It is relatively easy to grow cells in the lab but turning them into realistic models of human tissue is harder. This requires creating an environment that closely mirrors the conditions in the body’s extracellular matrix (ECM), the molecular scaffold that supports cells. Bioengineers have sought to design materials that mimic the features of ECM, including its stiffness, density, and stickiness, and one promising material has been hydrogel, a squishy polymer network mostly filled with water.
Even though cells grow happily in hydrogels and the material can be customized to the context it is modeling, some aspects of the ECM structure are tricky to recreate. For example, in some tissues, the fibers that make up ECM are aligned in parallel to encourage cells to line up and move in a specific direction.1 In a hydrogel, the fibers typically do not display any such coordination, which makes it harder to grow tissues that require this linear structure.
In a recent study, researchers at Rice University described a new biomaterial made of peptide nanofibers that self-assemble into an aligned hydrogel.2 The team used salt to control the degree of alignment of the hydrogel’s fibers and found that this influenced the alignment of the cells that grew on the material. These findings hint that the new hydrogel could be a promising scaffold to build more realistic tissue models in the laboratory.
“The motivation is that if we put cells on an aligned material, the cells will sense the alignment and they will align themselves,” said Adam Farsheed, a bioengineer who led the work. “It’s kind of an instructive material that taps into the cells’ natural way [of sensing] how to align.”
For the building blocks of this material, Farsheed turned to a peptide called K2, which his colleagues in Jeffrey Hartgerink’s lab had designed 15 years earlier.3 The chemistry of the peptide allows it to self-assemble into nanofibers that form a hydrogel when it is mixed with a salt solution. Because the hydrogel is mainly composed of water and salt, which make up 97 percent of the material, it mimics the composition of the human body.
Farsheed used a pipette to squeeze K2 into the salt solution, making long “noodles” of hydrogel fibers, but he still needed a strategy to tune the alignment of the nanofibers. He realized he could accomplish this by varying the level of salt in the solution: more salt led to more aligned fibers.
This offers a simple method to create a better lab model of how cells grow on ECM, which has historically been difficult to do, according to Darrin Pochan, a materials scientist at the University of Delaware who was not involved in the study. “To do alignment studies, most people have to come up with some completely artificial substrate that’s not really transferable to a tissue engineering experiment,” he said. “This is much more natural.”

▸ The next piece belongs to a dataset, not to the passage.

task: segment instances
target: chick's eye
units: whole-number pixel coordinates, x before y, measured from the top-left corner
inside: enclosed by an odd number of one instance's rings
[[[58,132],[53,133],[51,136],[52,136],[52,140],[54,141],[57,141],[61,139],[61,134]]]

With different levels of salt, the hydrogel’s nanofibers can take on different levels of alignment.
Adam Farsheed
Next, Farsheed and his colleagues tested how cells grew on this material. They made versions of the hydrogel with different levels of alignment, and then added pig heart cells, which are known to reorient themselves according to the alignment of their ECM. As Farsheed expected, cells were only partially lined up in gels with less aligned fibers, which most resembled ECM in the brain. In the gels with moderately organized fibers, which mimicked the ECM found in muscle, the cells became more aligned. However, he was surprised to see that in the most aligned hydrogels, the cells did not align with the fibers at all.
“It’s a really cool, nonintuitive result,” Pochan said. “This is one of those papers that sets a standard for the field: You need to understand how aligned your nanostructure is because that has a big effect on how the cells behave.”
By inspecting the gels with an electron microscope, Farsheed realized that the fibers in the most aligned hydrogels might restrict the cells’ mobility as they tried to realign themselves. “Our material was so aligned and so closely packed together that the cells couldn’t physically pull on it,” he said.
Pochan is curious about how the hydrogel will adapt to tissue engineering, especially how robust it is to the addition of other molecules required for specific cell types to grow. Farsheed’s first test will be using the gel to build better scaffolds for models of peripheral nerves. With an unaligned scaffold, nerves grown in the lab end up oriented in all directions, which do not resemble the neuronal circuits found in the body. This, in turn, makes it harder for researchers to use the model for testing the real effects of drugs, for example. Farsheed hopes that an aligned scaffold will allow for more realistic models of nerve tissue.
To do this, cooking up one-dimensional peptide noodles is not enough; Farsheed is now experimenting with using 3D printing to turn this hydrogel into more complex structures that resemble Lincoln logs or Chex.
“If we can make these more complex structures, then we can start to pattern cells in more complicated ways that start to have a structure that looks and acts like tissues in the body,” Farsheed said.
References
1. Petrie RJ, et al. Random versus directionally persistent cell migration. Nat Rev Mol Cell Biol. 2009;10(8):538-549.
2. Farsheed AC, et al. Tunable macroscopic alignment of self-assembling peptide nanofibers. ACS Nano. 2024;18(19):12477-12488.
3. Aulisa L, et al. Self-assembly of multidomain peptides: Sequence variation allows control over cross-linking and viscoelasticity. Biomacromolecules. 2009;10(9):2694-2698.